Bloomberg’e göre Ankara aralık ayında, Kaan’ın kullandığı F110 turbofan motorunu Türkiye’de üretmek için General Electric firmasıyla görüşmelere başladı. Genaral Electric yönetiminin maliyetleri çok düşürecek olan bu teklife sıcak baktığı ifade ediliyor. F110 motorları aynı zamanda F-16 ve F-15’ler de de kullanılıyor. Bazı yorumcular Beyaz Saray’ın Türkiye’de üretimi engellemesi gerektiğini düşünürlerken bazıları da Türkiye’nin on yıl içinde geliştirdiği yerli motorun seri üretimine başlayacağından dolayı, F110 motorunun nerede üretildiğinin önemli olmadığı kanaatinde.

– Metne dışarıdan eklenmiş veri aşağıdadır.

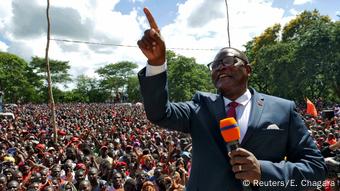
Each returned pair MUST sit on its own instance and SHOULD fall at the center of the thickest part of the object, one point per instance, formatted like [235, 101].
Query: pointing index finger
[151, 20]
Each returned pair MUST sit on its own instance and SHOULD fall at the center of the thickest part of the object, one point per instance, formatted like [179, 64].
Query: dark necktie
[232, 109]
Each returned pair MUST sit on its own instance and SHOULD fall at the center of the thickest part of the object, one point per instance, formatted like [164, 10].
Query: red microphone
[230, 132]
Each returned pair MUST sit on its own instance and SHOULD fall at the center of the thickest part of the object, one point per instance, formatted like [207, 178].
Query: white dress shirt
[242, 110]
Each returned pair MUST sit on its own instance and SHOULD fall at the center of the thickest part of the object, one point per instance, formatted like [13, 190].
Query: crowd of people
[108, 147]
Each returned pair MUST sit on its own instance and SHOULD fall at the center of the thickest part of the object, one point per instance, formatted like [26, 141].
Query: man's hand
[245, 165]
[152, 44]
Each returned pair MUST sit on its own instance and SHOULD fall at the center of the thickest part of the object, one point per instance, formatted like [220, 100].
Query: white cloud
[199, 24]
[90, 20]
[3, 47]
[247, 18]
[301, 2]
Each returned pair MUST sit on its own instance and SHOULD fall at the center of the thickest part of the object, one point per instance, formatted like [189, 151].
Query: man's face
[85, 186]
[80, 175]
[92, 175]
[13, 185]
[117, 180]
[3, 183]
[230, 80]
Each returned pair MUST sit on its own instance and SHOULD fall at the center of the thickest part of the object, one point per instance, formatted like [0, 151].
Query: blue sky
[196, 24]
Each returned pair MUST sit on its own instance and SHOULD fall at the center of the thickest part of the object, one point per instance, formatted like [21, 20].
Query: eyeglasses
[226, 61]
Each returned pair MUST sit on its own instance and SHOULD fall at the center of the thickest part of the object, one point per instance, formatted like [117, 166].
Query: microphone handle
[231, 147]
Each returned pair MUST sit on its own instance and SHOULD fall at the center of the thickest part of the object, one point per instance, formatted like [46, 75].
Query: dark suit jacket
[211, 170]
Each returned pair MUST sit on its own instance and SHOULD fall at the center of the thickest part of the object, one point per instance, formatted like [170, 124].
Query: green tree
[114, 77]
[88, 90]
[59, 70]
[305, 62]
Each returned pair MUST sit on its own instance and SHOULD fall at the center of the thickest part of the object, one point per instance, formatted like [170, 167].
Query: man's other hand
[152, 44]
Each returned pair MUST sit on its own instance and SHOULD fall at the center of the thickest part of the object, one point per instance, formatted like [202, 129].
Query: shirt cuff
[154, 70]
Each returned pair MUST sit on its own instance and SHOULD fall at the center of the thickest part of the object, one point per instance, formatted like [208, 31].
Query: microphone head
[230, 130]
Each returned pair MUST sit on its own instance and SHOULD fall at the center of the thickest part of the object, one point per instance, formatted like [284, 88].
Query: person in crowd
[275, 143]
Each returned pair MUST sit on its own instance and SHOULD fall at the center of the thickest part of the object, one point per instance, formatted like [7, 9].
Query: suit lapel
[257, 104]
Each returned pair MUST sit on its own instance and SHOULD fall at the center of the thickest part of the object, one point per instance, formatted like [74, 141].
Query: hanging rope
[226, 4]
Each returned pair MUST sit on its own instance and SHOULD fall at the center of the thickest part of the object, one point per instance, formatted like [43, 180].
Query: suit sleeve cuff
[154, 70]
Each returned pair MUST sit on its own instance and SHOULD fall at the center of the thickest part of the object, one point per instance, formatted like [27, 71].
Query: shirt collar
[242, 100]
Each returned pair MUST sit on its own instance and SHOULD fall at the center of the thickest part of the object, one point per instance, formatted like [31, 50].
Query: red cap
[40, 146]
[61, 132]
[230, 130]
[80, 166]
[74, 139]
[103, 147]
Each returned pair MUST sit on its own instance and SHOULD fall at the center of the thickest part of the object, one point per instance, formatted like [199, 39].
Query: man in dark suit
[277, 151]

Üçüncü olarak, TUSAŞ’ ın, Kaan’ın merkezde olduğu entegre bir sistem geliştirdiği iddia ediliyor. Bu sistem başarılırsa, Kaan, Aksungur, Anka ve Akıncı gibi farklı özellikleri olan 7-8 tane insansız hava aracıyla birlikte havalanacak. Bu araçların önceden tanımlanarak entegre sisteme yüklenmiş görevleri olacak. Mesela bir İHA düşman mevzilerine sızarak çektiği fotoğrafları Kaan’a ve karargaha gönderecek.

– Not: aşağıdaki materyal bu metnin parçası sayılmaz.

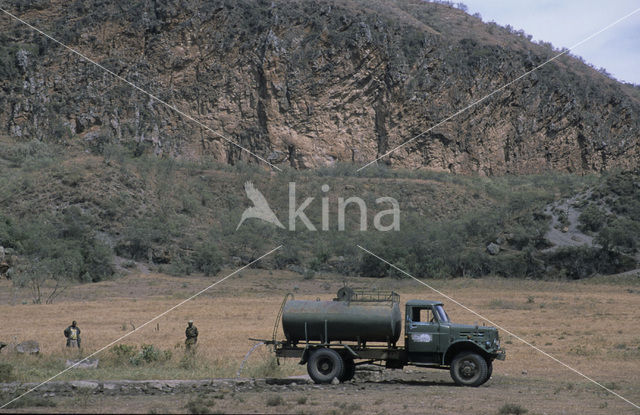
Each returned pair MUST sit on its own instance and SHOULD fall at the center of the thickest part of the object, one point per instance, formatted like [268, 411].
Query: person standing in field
[72, 333]
[192, 335]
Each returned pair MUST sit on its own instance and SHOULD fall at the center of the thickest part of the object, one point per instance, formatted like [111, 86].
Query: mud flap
[305, 356]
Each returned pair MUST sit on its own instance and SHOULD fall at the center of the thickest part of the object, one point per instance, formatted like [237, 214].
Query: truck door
[422, 338]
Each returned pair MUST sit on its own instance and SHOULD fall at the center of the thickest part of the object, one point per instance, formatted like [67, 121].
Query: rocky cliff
[308, 84]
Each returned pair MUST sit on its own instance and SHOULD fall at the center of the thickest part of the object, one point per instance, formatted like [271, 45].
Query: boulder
[28, 347]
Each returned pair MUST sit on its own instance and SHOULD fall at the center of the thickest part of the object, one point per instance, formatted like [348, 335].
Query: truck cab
[431, 339]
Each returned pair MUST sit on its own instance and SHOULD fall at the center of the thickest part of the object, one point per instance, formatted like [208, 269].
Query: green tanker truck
[361, 327]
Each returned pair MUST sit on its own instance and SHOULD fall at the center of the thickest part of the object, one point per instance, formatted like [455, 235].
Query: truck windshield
[442, 315]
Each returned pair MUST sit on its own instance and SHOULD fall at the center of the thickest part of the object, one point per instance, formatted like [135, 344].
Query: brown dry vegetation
[590, 325]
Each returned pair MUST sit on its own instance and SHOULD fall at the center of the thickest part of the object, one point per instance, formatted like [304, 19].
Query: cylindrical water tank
[342, 321]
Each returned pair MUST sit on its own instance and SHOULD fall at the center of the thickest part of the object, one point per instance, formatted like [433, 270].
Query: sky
[565, 23]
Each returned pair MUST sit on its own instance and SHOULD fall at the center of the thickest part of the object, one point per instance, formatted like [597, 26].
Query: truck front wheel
[324, 365]
[469, 369]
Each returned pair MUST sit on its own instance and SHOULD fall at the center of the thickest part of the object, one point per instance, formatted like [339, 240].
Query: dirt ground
[591, 326]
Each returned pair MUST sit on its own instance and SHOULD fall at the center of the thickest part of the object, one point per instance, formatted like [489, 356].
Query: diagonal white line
[473, 104]
[501, 328]
[166, 104]
[143, 325]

Bir diğeri düşmanın silahlı vasıtalarını imha edecek. Bir başkası düşman savunma sistemlerinden atılan füzeleri üzerine çekerek Kaan’ın isabet almasını engelleyecek. Bir başkası düşmanın radar sistemini kilitleyerek Kaan’ın görünmezlik özelliğini güçlendirecek. Diğer hava araçları Kaan’ın pilotunun vereceği görevleri yerine getirmek üzere hazırda bekleyecek. Şu anda 5. Nesil uçak üreticilerinin hiçbiri böyle bir sisteme sahip değil. Bu sistemin, hayata geçirilmesi halinde mevcut savaş mantığını ve yaklaşımlarını kökünden değiştirecek nitelikte bir devrim olduğu vurgulanıyor.